The core of the platform is a policy engine that uses regex-based rules with adjustable severity levels and actions like blocking, warning, or redacting content. Right now, I’ve implemented two main policy sets: one for detecting and redacting personally identifiable information, and another for identifying prompt injections or attempts to extract system prompts. Every event is logged for traceability and compliance.

Developers (including myself) can test and tune policies through a web interface, which includes tools for validating configurations, managing policies, and reviewing audit logs. The system uses SQLite for development and PostgreSQL for production, with JWT authentication for secure access and UUID support across databases. Typical requests — from scanning to response logging — complete in about two seconds, with most scans finishing in under 50 ms.
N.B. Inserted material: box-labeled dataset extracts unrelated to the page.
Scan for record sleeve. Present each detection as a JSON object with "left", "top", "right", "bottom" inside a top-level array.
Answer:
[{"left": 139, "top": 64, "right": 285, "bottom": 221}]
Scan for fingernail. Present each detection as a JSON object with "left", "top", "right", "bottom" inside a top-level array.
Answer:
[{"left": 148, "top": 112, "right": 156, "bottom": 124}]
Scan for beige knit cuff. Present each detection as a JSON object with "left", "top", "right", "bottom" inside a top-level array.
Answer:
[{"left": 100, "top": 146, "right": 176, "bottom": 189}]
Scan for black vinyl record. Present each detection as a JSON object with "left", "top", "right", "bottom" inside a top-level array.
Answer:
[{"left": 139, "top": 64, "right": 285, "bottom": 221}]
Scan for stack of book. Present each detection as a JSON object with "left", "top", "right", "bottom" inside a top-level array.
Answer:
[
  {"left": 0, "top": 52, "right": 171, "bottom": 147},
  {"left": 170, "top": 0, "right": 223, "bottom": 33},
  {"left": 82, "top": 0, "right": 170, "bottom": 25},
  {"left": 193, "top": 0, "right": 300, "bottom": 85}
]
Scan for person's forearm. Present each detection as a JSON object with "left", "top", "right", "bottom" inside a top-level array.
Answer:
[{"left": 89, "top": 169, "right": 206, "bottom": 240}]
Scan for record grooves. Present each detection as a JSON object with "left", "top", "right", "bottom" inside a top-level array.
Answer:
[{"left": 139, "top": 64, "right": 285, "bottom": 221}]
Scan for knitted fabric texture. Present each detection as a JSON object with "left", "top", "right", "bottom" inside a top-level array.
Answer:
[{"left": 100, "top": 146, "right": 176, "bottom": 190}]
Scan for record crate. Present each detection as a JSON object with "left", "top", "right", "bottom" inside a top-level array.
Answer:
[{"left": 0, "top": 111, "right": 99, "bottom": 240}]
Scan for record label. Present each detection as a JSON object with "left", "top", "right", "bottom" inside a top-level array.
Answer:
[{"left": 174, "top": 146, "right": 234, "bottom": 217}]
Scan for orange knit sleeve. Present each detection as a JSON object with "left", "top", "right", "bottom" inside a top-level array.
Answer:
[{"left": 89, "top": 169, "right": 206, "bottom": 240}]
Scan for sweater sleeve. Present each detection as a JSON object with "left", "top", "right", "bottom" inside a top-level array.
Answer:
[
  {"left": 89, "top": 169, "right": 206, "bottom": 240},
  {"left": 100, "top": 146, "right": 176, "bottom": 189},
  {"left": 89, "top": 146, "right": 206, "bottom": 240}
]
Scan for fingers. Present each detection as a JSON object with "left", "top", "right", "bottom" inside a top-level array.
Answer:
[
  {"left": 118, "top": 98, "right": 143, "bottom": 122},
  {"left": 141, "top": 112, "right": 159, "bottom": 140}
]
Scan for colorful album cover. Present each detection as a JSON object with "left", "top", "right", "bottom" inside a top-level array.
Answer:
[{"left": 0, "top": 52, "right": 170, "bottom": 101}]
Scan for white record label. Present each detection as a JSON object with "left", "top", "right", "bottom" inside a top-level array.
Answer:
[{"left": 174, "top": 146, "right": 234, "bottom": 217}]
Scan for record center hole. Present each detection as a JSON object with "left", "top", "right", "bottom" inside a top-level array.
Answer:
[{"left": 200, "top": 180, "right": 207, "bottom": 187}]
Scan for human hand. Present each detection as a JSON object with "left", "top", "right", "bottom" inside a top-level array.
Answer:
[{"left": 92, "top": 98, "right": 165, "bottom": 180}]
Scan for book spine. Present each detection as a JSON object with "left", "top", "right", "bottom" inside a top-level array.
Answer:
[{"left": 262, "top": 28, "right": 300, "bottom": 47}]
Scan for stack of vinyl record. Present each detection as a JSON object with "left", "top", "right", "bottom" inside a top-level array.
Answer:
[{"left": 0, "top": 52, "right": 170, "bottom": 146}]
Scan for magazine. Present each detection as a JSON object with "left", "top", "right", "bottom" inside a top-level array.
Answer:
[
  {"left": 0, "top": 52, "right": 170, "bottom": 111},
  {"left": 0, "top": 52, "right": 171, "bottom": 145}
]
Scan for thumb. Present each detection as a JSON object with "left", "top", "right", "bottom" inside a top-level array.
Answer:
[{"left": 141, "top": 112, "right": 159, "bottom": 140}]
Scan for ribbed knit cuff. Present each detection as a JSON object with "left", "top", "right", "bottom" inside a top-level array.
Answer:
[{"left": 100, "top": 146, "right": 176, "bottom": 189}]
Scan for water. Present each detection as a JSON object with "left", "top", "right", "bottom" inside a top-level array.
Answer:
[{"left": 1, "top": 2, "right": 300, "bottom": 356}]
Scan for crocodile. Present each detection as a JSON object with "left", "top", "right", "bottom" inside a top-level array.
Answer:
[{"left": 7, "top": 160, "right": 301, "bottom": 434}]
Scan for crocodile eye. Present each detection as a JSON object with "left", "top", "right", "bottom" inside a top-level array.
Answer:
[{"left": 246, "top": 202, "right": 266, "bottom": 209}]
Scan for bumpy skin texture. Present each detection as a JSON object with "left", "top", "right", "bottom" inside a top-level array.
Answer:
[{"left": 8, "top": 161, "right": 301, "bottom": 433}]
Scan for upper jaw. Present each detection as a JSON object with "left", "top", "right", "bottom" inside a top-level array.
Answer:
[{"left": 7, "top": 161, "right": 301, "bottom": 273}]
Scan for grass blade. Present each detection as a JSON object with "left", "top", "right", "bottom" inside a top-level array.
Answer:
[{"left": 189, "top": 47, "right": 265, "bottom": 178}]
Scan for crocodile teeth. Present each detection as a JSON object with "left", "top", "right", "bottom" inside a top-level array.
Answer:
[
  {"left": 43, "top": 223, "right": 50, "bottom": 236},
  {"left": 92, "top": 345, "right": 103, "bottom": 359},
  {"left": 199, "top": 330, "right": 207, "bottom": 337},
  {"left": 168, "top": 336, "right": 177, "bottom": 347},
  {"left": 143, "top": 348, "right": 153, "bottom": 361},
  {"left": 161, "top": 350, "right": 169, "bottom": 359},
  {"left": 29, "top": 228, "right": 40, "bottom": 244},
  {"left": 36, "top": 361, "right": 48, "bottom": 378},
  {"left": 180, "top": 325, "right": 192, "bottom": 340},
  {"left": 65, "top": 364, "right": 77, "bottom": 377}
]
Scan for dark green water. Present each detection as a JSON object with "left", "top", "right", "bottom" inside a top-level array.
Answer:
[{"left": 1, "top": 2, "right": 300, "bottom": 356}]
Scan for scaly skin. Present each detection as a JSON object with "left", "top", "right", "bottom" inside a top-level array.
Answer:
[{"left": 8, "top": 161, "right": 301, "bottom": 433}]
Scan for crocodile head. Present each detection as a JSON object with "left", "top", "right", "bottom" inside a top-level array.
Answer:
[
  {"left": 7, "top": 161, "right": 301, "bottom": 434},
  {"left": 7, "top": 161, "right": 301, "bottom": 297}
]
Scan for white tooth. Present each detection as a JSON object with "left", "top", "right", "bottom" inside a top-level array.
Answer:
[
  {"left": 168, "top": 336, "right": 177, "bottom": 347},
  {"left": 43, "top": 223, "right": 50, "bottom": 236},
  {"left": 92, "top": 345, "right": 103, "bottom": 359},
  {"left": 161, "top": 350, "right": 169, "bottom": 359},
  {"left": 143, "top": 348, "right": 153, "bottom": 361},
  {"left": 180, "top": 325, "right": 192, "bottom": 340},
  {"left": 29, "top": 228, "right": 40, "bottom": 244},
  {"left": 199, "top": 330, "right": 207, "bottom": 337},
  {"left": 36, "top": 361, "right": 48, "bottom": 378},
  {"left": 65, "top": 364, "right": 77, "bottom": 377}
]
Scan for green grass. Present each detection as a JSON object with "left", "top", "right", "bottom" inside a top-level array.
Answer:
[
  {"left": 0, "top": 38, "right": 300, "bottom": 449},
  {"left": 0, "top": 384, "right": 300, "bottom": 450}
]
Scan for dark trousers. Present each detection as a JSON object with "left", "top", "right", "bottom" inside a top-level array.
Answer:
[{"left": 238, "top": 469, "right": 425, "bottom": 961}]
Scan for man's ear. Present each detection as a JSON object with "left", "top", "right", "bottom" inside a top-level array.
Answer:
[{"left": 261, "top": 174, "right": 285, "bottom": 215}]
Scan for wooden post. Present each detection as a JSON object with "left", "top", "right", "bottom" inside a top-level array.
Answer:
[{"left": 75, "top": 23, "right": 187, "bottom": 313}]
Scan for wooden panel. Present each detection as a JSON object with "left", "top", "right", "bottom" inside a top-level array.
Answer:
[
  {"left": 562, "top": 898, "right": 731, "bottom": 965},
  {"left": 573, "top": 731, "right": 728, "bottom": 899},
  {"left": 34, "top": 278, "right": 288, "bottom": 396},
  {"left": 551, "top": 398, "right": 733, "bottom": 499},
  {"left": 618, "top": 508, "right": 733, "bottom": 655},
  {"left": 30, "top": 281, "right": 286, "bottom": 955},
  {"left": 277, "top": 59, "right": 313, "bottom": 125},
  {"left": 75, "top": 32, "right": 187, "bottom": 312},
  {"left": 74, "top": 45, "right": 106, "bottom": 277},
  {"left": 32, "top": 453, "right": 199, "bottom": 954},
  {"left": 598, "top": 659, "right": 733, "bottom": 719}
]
I designed Guardrail Gateway to run quietly in the background, using Python’s asyncio loop on a high port (58001) to minimize interference with other services. It’s written for Python 3.13 and built to scale horizontally thanks to its stateless API design. The frontend, built in React with TypeScript and Vite, includes full documentation for both developers and AI agents.

Search is here

I've finally added a search functionality to my blog, after many months of deliberating over styling and performance impact. After considering various options, I implemented a lightweight client-side search that lets readers quickly find posts by typing keywords into the search box now positioned in the header. The search looks through post titles and content excerpts, highlighting matching terms and displaying up to 10 results in a dropdown. It's nothing revolutionary, but it works well — searches execute in under 10 milliseconds once the index is loaded, and the whole implementation adds just 5KB of JavaScript and CSS to the initial page load.

Search uses a lazy-loading mechanism. Rather than forcing every visitor to download the 143KB search index (containing data for all 629 posts), the index only loads when someone actually clicks or tabs into the search box. This means most visitors who come to read a specific post aren't penalized with extra download time they'll never use. When someone does focus the search input, the index loads in the background while they're typing their query — if they've already entered text by the time it loads, the search runs automatically. It's a simple optimization, but it keeps the blog fast for everyone while still providing instant search for those who need it. The entire search feature added less than half a second to my build time, which felt like a reasonable trade-off for the functionality gained.